No one would have believed it, to judge by events. Whatever the rights and wrongs of it, what is now emerging amounts to a public relations disaster of monumental proportions. If there was ever a business founded on, and fed by, good PR, the Pru is it. To sell its products the Pru needs to be seen as whiter than white. As an investment company that has done as much as anyone to push the case for adequate standards of corporate governance, it also has to be seen to be practising what it preaches.

To have your chief executive resign amid allegations of a breach of Stock Exchange rules is only the half of it. It now transpires that despite repeated and very public denials of any suggestion of mis-selling, the Pru is lambasted in a Lautro report forjust such in the area of personal pensions. Within months it faces disciplinary action over the affair.

Your can argue until the cows come home about whether Mick Newmarch's sale of share options just ahead of two important announcements affecting the company was a breach of the rules. Even if the company knew the rules and thought Mr Newmarch within them,it was foolish in the extreme to allow him to go ahead. It must have known how it would look.

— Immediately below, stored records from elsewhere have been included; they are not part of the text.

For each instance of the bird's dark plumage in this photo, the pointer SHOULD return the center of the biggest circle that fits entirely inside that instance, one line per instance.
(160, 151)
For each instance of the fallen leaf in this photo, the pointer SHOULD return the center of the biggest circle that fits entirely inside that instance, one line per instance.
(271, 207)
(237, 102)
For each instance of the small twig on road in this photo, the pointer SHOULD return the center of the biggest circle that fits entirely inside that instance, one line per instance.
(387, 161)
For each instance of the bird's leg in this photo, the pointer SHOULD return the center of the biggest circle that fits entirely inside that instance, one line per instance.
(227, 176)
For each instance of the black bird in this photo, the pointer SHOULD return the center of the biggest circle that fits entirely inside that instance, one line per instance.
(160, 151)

Sir Brian Corby, chairman, apparently cleared the transaction, so he should take at least some of the blame.

There is, of course, a very respectable case for arguing that many of the rules governing share and option dealing by directors are a lot of unnecessary bureaucratic nonsense. But it is one thing to think that, another to say it and quite another still to jeopardise reputation by even coming close to a breach.

Mr Newmarch has always been a man not afraid to speak his mind, an iconoclast ready to challenge accepted wisdoms. Unfortunately for him,, life assurance does not thrive on the unconventional approach. It could take years for the Pru to rebuild reputation.